When a literal and minor technicality
was litigated, appealed and re-appealed
Technically, the medical center “won.” Practically speaking, every party lost.
By Bruce D. Hicks, CPCU, CLU
The Court Decisions column is a popular part of Rough Notes magazine. One reason for this is that the court room is where the promises made in an insurance contract often become real. All insurance professionals can develop “what if” scenarios, but until those scenarios are tested with an actual loss and a court decision, they remain mental exercises. This column comes from the industry expert contributors to Policy Forms & Manual Analysis (PF&M). This is a knowledge base consisting of more than 15,000 pages of coverage explanations from Rough Notes Company’s digital solutions. The contributors are going to dig a little deeper into one of those court decisions to identify a coverage problem, provide possible solutions and/or offer broader perspectives.
Often, we’ve featured rather typical insurance disputes that are accompanied with lessons that may be broadly applicable; this is not one of them.
Oddly enough, neither of the parties in the case Long Beach Memorial Medical Center v. Allstate Insurance Company have any dispute over coverage. The underlying loss involved an uninsured motorist who hit and severely injured the policyholder.
The insurer attempted to settle the loss for $300,000. It issued checks to Medicare, the policyholder/attorneys (as co-payees), and a third co-payee check to the policyholder/medical center.
The payment attempt that included the medical center (roughly $116,000) was problematic. The first check issued by the insurer was not cashed and it expired. The insurer issued a second check and it, too, went uncashed.

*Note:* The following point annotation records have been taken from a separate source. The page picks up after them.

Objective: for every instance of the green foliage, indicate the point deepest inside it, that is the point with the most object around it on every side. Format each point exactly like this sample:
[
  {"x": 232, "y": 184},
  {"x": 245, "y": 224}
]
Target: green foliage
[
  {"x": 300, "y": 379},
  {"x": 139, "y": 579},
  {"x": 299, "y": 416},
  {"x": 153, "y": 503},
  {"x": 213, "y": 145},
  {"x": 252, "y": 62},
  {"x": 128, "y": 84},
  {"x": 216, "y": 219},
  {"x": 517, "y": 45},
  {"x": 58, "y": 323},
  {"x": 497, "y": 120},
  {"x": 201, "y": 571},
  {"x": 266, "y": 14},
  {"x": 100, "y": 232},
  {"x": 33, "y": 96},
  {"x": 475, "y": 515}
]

The medical center, under a state statute called the Hospital Lien Act, refused to cash the checks. It claimed that the insurer, by including the policyholder as a payee, was in violation of the act and that, essentially, it failed to make a valid payment.
The medical center and the insurer played legal badminton (“yes, it was a payment,” “no, it wasn’t a payment”) over the matter. The resolution came only after three levels of courts spent time on the matter.
Technically, the medical center “won.” Practically speaking, every party lost.
Consider what took place. There was no dispute that a loss occurred. No one argued over the amount of payment due. There was no disagreement over whether the medical center was a valid payee. Absolutely everything was triggered by an argument over the necessity of a check being issued to co-payees.
A literal and minor technicality was litigated, appealed and re-appealed. The result was the insurer having to issue, yet again, a payment, for a third time, at the original amount, but with a single payee.
The litigation expenses may have been greater than the payment. Worse, neither the medical center nor the insurer tried to resolve the issue outside of court actions. We neither had to dig deep nor long to discover the inanity and the waste of resources by parties who should have acted quickly and reasonably to close an undisputed loss.
The author
Bruce D. Hicks, CPCU, CLU, is an Indiana-based insurance coverage expert. Active in the CPCU Society, Bruce served as a governor of the organization from 2007 through 2010 and most recently served on its International Interest Group Committee and as Chair of its Publications Committee.